CIMS @ Film Fest Gent 2021
(08-10-2021) It has become a yearly tradition that CIMS has a strong presence at Film Fest Gent (FFG), Belgium’s most important film festival. For the 2021 edition, CIMS co-operates with FFG for the next events.
On 14 October, CIMS member Lies Van de Vijver presents the book she wrote with Guy Dupont (Archief Gent) and Roel Vande Winkel (LUCA & KU Leuven) on historical cinema culture in Gent.

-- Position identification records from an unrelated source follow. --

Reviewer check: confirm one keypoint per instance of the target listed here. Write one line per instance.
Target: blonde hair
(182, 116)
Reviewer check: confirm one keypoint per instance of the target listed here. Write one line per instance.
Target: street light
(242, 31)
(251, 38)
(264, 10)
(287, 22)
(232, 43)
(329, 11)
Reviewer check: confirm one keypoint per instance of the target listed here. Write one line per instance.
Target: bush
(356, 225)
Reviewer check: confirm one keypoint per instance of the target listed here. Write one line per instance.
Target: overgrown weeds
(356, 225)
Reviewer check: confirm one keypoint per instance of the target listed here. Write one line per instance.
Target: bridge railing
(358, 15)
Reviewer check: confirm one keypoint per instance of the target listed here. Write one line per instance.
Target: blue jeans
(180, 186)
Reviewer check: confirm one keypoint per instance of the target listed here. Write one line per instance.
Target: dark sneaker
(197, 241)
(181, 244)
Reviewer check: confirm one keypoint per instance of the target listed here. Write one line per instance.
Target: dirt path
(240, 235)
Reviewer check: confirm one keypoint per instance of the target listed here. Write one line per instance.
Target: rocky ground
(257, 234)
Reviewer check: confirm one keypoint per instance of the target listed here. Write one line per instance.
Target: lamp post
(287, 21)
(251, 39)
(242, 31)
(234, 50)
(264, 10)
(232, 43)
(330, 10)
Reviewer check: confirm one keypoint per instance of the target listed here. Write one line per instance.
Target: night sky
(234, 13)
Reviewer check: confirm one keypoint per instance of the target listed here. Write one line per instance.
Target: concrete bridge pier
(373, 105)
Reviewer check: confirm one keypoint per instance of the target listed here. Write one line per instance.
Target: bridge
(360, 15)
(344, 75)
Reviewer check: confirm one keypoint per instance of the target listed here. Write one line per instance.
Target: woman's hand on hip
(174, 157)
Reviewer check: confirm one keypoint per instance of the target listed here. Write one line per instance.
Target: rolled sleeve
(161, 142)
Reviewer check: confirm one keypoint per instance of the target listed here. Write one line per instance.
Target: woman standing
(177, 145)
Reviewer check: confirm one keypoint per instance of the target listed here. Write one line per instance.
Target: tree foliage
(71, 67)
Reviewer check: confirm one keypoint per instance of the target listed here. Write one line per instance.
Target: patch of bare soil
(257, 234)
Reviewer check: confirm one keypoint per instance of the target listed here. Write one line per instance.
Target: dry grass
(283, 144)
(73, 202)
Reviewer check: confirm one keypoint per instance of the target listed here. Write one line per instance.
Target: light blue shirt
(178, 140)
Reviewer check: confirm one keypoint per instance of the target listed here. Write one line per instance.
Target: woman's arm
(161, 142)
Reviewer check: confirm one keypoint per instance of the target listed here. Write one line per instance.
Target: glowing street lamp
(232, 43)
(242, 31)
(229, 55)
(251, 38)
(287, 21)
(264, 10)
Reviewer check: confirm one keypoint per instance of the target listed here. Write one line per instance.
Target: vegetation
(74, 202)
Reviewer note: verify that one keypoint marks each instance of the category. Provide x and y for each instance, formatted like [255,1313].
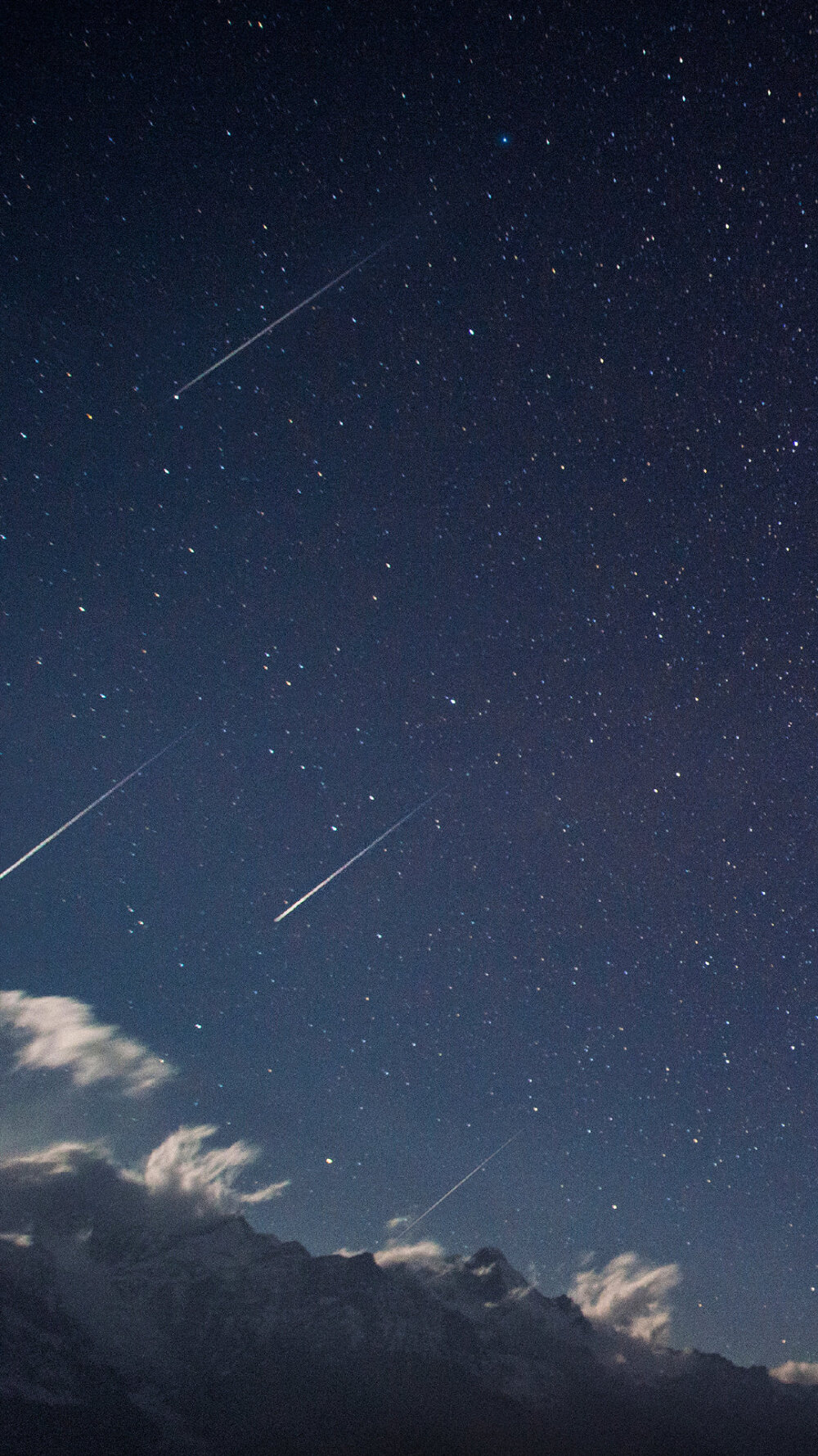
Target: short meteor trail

BOOK: Gent Filmstad. Cinema’s en filmaffiches 1938-1961
In the mid-twentieth century, cinema experienced its golden years. Never before did so many people go to the movies, were there so many cinemas, and were so many movie posters put up. This changed from the 1960s onwards when television conquered living rooms and the car invited trips and journeys. During the 1930s, 1940s and 1950s, Belgian cinema culture flourished not only in cities like Brussels and Antwerp, where film distributors and the printing houses of film posters were located. When it came to film experience, Ghent was also a film city of note. The enormous collection of more than nine thousand Belgian film posters from the archives of the municipal police, kept in Ghent Archives, is the most appealing of all. Rare photographs, building plans, film programs, archive documents and interviews with the moviegoers of the time complete the picture. the moviegoers of the time complete our picture of the more than thirty cinemas Ghent had at the time, from the luxurious film theaters in the city center to the modest cinemas in the modest cinemas in the neighborhoods.
LECTURE: Wordt verwacht! De Gentse bioscopen in de Jaren 1950.
Using the unique collection of film posters from Ghent Archives, Lies van de Vijver takes you through the popular 1950s cinemas in Ghent and the surrounding area. The 1950s were the golden years for film screenings in Ghent. After the Second World War and before every living room had a television, Ghent had more than thirty cinemas.
Thursday, 14/10, 7.30pm-9pm, De Krook
EXHIBITION: Filmaffiches voor Gentse cinema’s, 1938-1961
From the unique collection of 9,000 film posters, 150 posters were selected and re-released for an exhibition on film posters in the years 1938 - 1961. Using ten genres, you can experience the highlights of cinema at the time. The exhibition also pays attention to the most famous cinemas from that period and their moviegoers by exhibiting unique archival material.
9 Sept – 29 Oct 2021, de Krook
INTERVIEW AND LAUNCH: open access platform Cinema Belgica
On 14 October, CIMS member Daniel Biltereyst and his team will present Cinema Belgica, an open-access platform for sharing, enriching, analyzing and sustaining data on cinema history in Flanders and Belgium from 1896 onwards. A first beta version of Cinema Belgica was presented during FFG 2020, but now a much more elaborated version will be presented and made available without password. Daniel Biltereyst will be talking about Cinema Belgica with Patrick Duynslaegher during a Film Fest Talkie or Café in Kinepolis (14 October, at 1 p.m.).